Wednesday, March 1, 2017

Alexa to Insteon Service Outage

Today, February 28, 2017

Starting this morning, I noticed when looking on Amazon, I couldn't look up order details on a Kindle book I had bought some time ago. Then I discovered that none of my orders' details on anything could be looked up. All I got was this:


"There's a problem displaying some of your orders right now."

"If you don't see the order you're looking for, try refreshing this page, or click "View order details" for that order."

I didn't know what was going on, I tried it several times to no avail. Rats! Still, it was a minor annoyance. I thought it'll be fixed soon. It wasn't. I have never, ever experienced glitches on Amazon.com in 16 years of shopping/reading, music & video streaming with them.

Then I caught wind of it on another site. It was a financial news site that covers stock news & analysis, not a tech or general news site. The story told of Amazon's web service S3 being down.

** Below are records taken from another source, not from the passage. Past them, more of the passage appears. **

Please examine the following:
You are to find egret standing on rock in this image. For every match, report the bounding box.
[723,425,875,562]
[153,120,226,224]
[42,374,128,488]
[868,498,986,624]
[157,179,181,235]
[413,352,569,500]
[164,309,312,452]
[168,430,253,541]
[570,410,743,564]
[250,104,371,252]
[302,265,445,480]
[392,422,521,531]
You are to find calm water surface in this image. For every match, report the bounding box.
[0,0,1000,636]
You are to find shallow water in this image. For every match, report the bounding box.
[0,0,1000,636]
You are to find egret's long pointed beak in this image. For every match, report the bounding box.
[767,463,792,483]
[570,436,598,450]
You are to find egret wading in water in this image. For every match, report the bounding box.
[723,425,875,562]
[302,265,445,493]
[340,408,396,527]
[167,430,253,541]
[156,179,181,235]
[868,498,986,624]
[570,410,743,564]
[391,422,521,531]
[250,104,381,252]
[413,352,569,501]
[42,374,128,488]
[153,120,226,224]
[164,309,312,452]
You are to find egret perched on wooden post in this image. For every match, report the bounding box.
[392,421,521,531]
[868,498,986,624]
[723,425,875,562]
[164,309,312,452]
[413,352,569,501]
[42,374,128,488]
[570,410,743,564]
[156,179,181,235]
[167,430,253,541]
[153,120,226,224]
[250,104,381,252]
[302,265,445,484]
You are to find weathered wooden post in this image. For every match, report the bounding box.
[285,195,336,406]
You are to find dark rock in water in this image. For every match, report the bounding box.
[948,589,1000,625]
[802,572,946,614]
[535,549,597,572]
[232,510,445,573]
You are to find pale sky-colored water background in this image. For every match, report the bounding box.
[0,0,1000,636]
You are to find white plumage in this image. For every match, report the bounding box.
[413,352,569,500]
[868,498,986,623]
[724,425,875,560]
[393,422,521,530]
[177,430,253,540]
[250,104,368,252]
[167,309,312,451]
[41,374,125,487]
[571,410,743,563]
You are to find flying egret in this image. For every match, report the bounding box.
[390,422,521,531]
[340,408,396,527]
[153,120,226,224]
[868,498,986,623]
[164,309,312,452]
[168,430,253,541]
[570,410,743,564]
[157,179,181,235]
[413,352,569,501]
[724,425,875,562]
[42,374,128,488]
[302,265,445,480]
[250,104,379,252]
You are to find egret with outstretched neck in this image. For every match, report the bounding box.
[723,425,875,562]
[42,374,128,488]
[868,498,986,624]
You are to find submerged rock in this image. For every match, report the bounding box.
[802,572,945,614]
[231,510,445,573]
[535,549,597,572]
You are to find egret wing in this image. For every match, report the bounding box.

Amazon's AWS isn't the first to be affected by an outage. Remember the Dyn DNS DDoS fiasco? They provide DNS servers (Domain Name System) that translate a website address into the actual IP address and other critical functions. If that doesn't work, a website can't be accessed or won't function properly. That was the biggest Distributed Denial of Service (DDoS) by hackers in history. It affected so many major sites like Twitter, The New York Times, even Amazon itself.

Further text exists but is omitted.